Continuous combat operations was the norm for the ‘Bengals’ who are returning to Beaufort, S.C.  The success of the unit is attributed to the Marines on the ground who kept the Hornets in the air.

“The Marines performed above and beyond,” said Lt. Col. Todd Taylor, executive officer, from Middlesboro, Ken.  “Every mission was accomplished through their hard work and sense of pride.”

“We don’t own the jets we fly,” said Dyer, referring to the pilots.  “The Marines who keep them airborne do.  When we borrow the jets to fly for a short amount of time [we] get the glory the Marines well deserve.  There is no other service in the world that performs like Marines.  The ‘Bengals’ know that and performed much better than anyone could ever ask.”

The ‘Bengals’ boast an impressive number of combat flight hours and sorties.  Since arriving they’ve flown more than 7,000 hours, with approximately 2,400 sorties in direct contact with the enemy.  The accomplishments felt here would normally take two years to accomplish training in the U.S.

“As a squadron we have flown over 1,000 flight hours each month,” said Cpl. Rachel E. Dodd, ordnance technician, from Chattanooga, Tenn.  “This is virtually unheard of.  Our maintainers have been able to keep our jets flying non-stop for the past seven months.  Each of our weapons has hit their target and worked as advertised.  Within the unit, we have kept the faith in each other that the mission would be accomplished.  We have done it all safely, without incident.  I am very proud to be a member of the Bengals.”

The ‘Bengals’ of VMFA(AW)-224 are proud.  Not only have they maintained an impressive state of readiness, they have served the Iraqi people during an historical point in their country’s history.
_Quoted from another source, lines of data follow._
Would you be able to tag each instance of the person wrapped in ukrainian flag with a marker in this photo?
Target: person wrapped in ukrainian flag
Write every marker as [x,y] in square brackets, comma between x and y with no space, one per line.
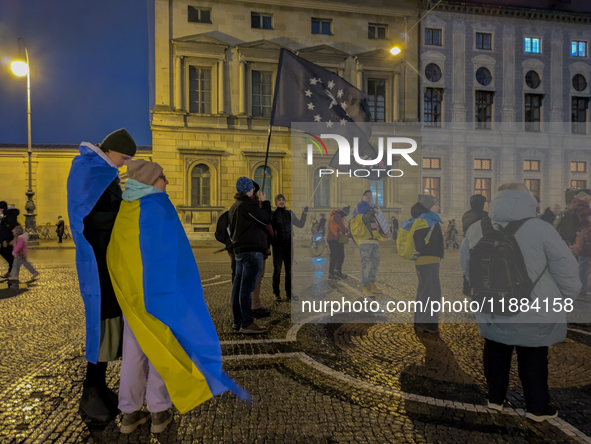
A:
[167,326]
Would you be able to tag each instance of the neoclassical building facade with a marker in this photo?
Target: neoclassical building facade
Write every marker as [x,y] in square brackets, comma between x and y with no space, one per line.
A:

“We are striving to help a nation of people maintain their freedom,” said Dodd.  “All humanity has an innate right to live in peace … with a government that exists for the people it governs.  If it is my duty to ensure that every man and woman of Iraq has a chance to live in freedom, then I’m very happy to do it.”

“One day over Mosul we provided overwatch for a group of soldier and Iraqi commandos,” said Dyer.  “These newly trained commandos helped conduct a raid under heavy enemy fire.  House after house they stormed in and did what they could to make their new country safe.  [From what I was told] they were all wearing masks [since] so many were targeted by terrorists.  Through all that, they still risked their lives in the name of a free country for their families.  It is these Iraqi citizens who will be tomorrow’s heroes.”
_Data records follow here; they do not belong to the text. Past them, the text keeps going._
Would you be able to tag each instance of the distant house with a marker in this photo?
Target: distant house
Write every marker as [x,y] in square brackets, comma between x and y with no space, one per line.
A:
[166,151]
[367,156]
“I sincerely wish what is best for all of the Iraqi people,” added Thomas.  “They have courageous leaders stepping forward to chart their course to a new Iraq, and I hope that they are guided by what is best for all of their people;  freedom is a powerful force.”
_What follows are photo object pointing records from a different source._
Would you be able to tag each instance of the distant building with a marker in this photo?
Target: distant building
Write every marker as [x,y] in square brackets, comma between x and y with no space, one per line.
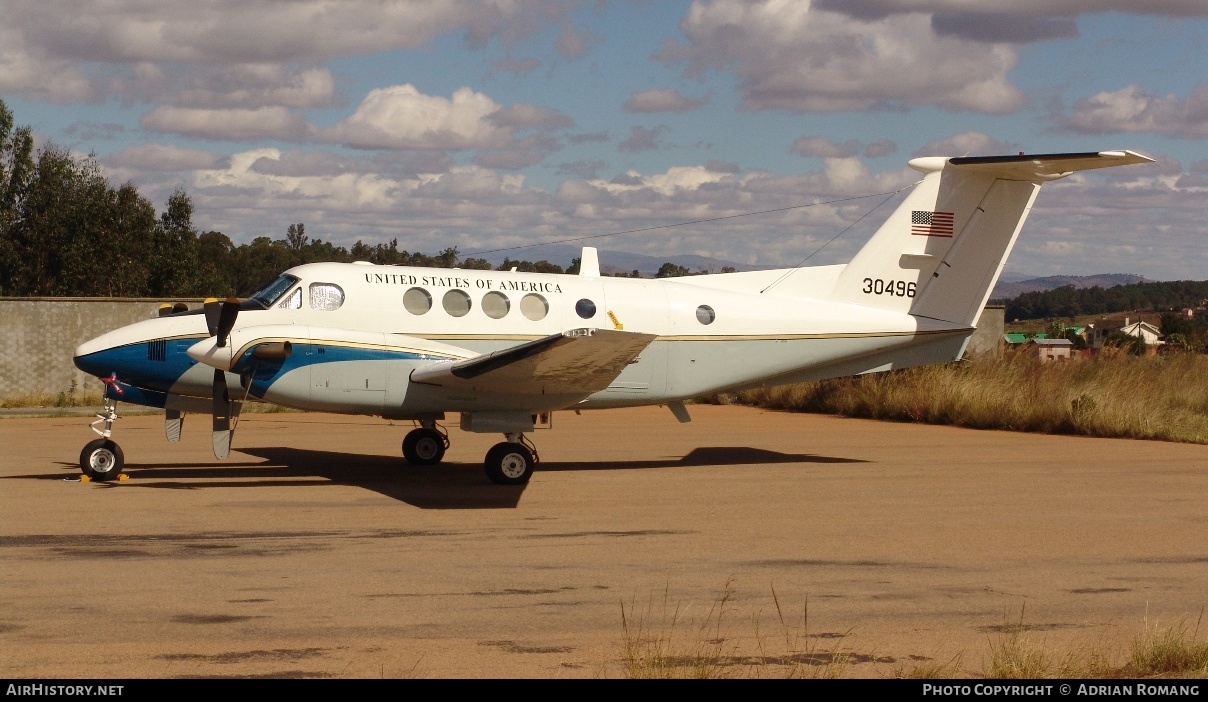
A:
[1051,349]
[1098,331]
[988,336]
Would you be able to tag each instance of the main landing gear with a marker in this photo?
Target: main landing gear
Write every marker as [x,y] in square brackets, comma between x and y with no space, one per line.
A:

While the ‘Moonlighters’ of VMFA(AW)-332 stand ready to assume the Hornet’s responsibilities in theater.  The ‘Bengals’ of Marine All-Weather Fighter Attack Squadron 224 have established a bond during this combat deployment.  Each Marine and sailor takes ownership in the unit’s accomplishments.  They are proud of their performance, they are most proud to have played a role in the establishment of a government for the people of Iraq. 

“I hope that one day soon the country of Iraq will be able to stand on its own as a nation and celebrate and enjoy freedom,” concluded Burton.  “It’s worth fighting for.”